Yet More Google Compute Cluster Trace Data

Posted by John Wilkes, Principal Software Engineer, Google Cloud

Google’s Borg cluster management system supports our computational fleet, and underpins almost every Google service. For example, the machines that host the Google Doc used for drafting this post are managed by Borg, as are those that run Google’s cloud computing products. That makes the Borg system, as well as its workload, of great interest to researchers and practitioners.

Eight years ago Google published a 29-day cluster trace — a record of every job submission, scheduling decision, and resource usage data for all the jobs in a Google Borg compute cluster, from May 2011. That trace has enabled a wide range of research on advancing the state of the art for cluster schedulers and cloud computing, and has been used to generate hundreds of analyses and studies. But in the years since the 2011 trace was made available, machines and software have evolved, workloads have changed, and the importance of workload variance has become even clearer.

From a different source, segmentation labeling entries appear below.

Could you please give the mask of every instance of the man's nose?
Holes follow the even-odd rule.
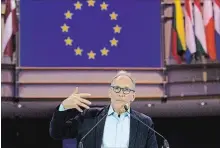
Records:
[[[121,92],[119,93],[119,97],[125,97],[125,94],[121,91]]]

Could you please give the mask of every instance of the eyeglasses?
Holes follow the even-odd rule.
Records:
[[[113,91],[116,92],[116,93],[120,93],[121,90],[124,94],[129,94],[131,91],[132,92],[135,92],[135,90],[132,90],[132,89],[129,89],[129,88],[121,88],[119,86],[111,86]]]

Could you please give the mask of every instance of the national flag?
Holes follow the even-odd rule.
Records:
[[[207,56],[207,45],[205,37],[205,27],[203,24],[202,8],[200,0],[194,1],[194,18],[195,18],[195,34],[196,34],[196,49],[199,56]]]
[[[185,32],[186,32],[186,62],[190,63],[196,53],[193,7],[191,0],[185,0]]]
[[[5,27],[3,33],[2,49],[3,56],[12,57],[15,47],[15,35],[18,31],[18,23],[16,18],[15,0],[5,1]]]
[[[216,60],[215,27],[211,0],[205,0],[203,2],[203,17],[208,55],[211,60]]]
[[[220,0],[214,0],[214,22],[215,22],[215,39],[217,58],[220,59]]]
[[[186,41],[183,22],[183,11],[180,1],[174,1],[173,28],[172,28],[172,55],[177,63],[181,63],[181,57],[186,51]]]

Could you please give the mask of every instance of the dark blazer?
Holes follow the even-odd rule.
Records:
[[[86,109],[80,113],[76,109],[58,111],[57,107],[50,122],[50,136],[59,140],[76,138],[78,146],[81,138],[108,113],[108,109],[109,106],[105,106]],[[153,128],[150,117],[132,109],[130,113]],[[84,148],[101,148],[105,118],[83,140]],[[158,148],[155,133],[132,116],[130,116],[129,148]]]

To help researchers explore these changes themselves, we have released a new trace dataset for the month of May 2019 covering eight Google compute clusters. This new dataset is both larger and more extensive than the 2011 one, and now includes:

CPU usage information histograms for each 5 minute period, not just a point sample;
information about alloc sets (shared resource reservations used by jobs);
job-parent information for master/worker relationships such as MapReduce jobs.

Just like the last trace, the new one focuses on resource requests and usage, and contains no information about end users, their data, or patterns of access to storage systems and other services.

At this time, we are making the trace data available via Google BigQuery so that sophisticated analyses can be performed without requiring local resources. This site provides access instructions and a detailed description of what the traces contain.

A first analysis of differences between the 2011 and 2019 traces appears in this paper.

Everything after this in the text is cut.